How would you use the new biases (Wxh, Whh, Why, bh, by) in the program in order to have the finished product? I save the arrays to a .npz and load them again, but I receive the same amount of loss and similar samples of random characters as I did from starting the first time.

I'm running the python version of this and its not saving the training, when I stop the program there is no memory of all the millions of cycles we completed. Is there a "save the results" function I am missing?

I need help with ----- loss += -np.log(ps[t][targets[t],0]) ----.
dont understand the syntax. looked it up on google but no solution. Is there any other way around.
does sum(-np.log(ys[t])*<one hot array of targets[t]>) mean the same thing?

Also is the same loss_func applicable to python 3 too? (apart from changing the xrange to range)

Thanks very much for your code. It is the code that I can understand the RNN more deeply. I wander that what dose the code of "# prepare inputs (we're sweeping from left to right in steps seq_length long)" mean. I have read your blog http://karpathy.github.io/2015/05/21/rnn-effectiveness/. and test the very simple example "hello". I would be very appreiciate if I could receive your anwser.

That is not code, but rather a one-line comment. Same with anything else starting with the # character.

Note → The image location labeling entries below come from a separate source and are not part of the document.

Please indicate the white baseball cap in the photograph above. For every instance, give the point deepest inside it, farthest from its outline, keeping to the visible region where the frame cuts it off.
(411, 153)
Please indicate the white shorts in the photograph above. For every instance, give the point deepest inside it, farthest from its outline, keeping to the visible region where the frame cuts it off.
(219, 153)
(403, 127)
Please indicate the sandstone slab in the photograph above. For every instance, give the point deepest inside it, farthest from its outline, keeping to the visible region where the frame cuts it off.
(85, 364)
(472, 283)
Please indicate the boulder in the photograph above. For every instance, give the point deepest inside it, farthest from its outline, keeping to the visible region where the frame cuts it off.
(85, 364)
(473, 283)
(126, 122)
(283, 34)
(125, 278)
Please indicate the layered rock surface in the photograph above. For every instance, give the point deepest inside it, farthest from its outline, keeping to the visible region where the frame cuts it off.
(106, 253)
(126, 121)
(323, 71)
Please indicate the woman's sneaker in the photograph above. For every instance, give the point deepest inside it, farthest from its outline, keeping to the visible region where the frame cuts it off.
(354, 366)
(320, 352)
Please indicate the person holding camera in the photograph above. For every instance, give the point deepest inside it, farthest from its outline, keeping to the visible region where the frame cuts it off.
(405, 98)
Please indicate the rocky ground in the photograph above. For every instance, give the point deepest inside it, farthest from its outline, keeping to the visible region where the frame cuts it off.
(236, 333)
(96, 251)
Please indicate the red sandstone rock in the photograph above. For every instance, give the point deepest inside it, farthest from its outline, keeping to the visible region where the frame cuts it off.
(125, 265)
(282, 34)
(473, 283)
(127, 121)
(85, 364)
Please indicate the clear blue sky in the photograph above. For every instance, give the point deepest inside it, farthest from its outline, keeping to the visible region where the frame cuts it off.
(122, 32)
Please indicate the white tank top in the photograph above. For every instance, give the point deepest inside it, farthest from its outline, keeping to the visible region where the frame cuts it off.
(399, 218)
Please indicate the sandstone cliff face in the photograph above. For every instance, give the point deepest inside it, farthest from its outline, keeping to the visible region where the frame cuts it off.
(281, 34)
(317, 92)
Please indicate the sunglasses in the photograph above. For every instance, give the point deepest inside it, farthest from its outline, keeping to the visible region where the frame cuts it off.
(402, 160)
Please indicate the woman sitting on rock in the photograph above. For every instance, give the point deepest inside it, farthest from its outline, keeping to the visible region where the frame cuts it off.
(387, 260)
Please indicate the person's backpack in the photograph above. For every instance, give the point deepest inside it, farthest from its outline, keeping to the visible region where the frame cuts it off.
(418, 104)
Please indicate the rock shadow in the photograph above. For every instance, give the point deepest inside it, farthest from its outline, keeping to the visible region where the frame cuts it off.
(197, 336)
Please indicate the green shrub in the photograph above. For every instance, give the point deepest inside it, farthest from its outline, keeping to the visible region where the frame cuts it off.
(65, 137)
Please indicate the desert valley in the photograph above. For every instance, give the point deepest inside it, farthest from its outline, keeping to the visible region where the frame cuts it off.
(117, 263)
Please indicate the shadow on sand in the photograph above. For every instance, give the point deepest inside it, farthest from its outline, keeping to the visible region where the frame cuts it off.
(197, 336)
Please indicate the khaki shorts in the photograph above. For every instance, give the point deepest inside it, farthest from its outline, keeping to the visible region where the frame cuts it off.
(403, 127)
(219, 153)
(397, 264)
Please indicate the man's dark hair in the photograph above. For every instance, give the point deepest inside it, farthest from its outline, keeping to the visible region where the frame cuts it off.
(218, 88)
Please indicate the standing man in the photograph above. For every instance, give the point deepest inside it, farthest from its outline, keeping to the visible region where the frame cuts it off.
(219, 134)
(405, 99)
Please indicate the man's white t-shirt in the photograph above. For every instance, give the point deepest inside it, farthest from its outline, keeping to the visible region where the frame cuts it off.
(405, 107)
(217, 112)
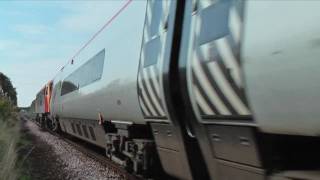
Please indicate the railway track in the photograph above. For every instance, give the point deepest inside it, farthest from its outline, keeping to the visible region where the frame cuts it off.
(89, 151)
(85, 148)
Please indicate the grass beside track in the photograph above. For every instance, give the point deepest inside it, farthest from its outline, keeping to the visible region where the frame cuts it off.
(9, 140)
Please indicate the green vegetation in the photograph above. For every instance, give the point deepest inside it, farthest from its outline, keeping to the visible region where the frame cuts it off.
(9, 130)
(8, 88)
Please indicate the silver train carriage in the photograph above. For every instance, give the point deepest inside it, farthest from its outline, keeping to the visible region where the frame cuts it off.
(195, 85)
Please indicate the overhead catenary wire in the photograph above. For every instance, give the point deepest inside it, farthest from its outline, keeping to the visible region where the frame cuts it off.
(106, 24)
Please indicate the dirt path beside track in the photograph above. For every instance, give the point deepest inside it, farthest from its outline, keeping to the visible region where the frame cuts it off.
(48, 157)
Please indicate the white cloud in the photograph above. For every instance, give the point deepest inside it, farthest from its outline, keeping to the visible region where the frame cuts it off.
(31, 29)
(89, 16)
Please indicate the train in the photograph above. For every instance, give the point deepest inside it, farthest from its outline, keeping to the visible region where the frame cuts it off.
(197, 89)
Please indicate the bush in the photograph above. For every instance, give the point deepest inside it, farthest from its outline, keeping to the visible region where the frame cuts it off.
(9, 137)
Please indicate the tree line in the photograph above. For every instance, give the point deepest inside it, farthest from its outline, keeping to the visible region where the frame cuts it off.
(7, 88)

data = open("C:\Users\Amir\Desktop\Serious Programming\Neural Networks\Training Data.txt", 'r')
^
SyntaxError: (unicode error) 'unicodeescape' codec can't decode bytes in position 2-3: truncated \UXXXXXXXX escape

C:\Users\Amir\Desktop\Serious Programming\Neural Network\Training Data.txt should be C\:\\Users\\Amir\\Desktop\\Serious Programming\\Neural Network\\Training Data.txt as to escape the : and the backslashes. \Users is interpreted as Unicode character with code 'sers' which, "sers" is not a valid code. The : will act as a special character before the backslash and will also need escaping.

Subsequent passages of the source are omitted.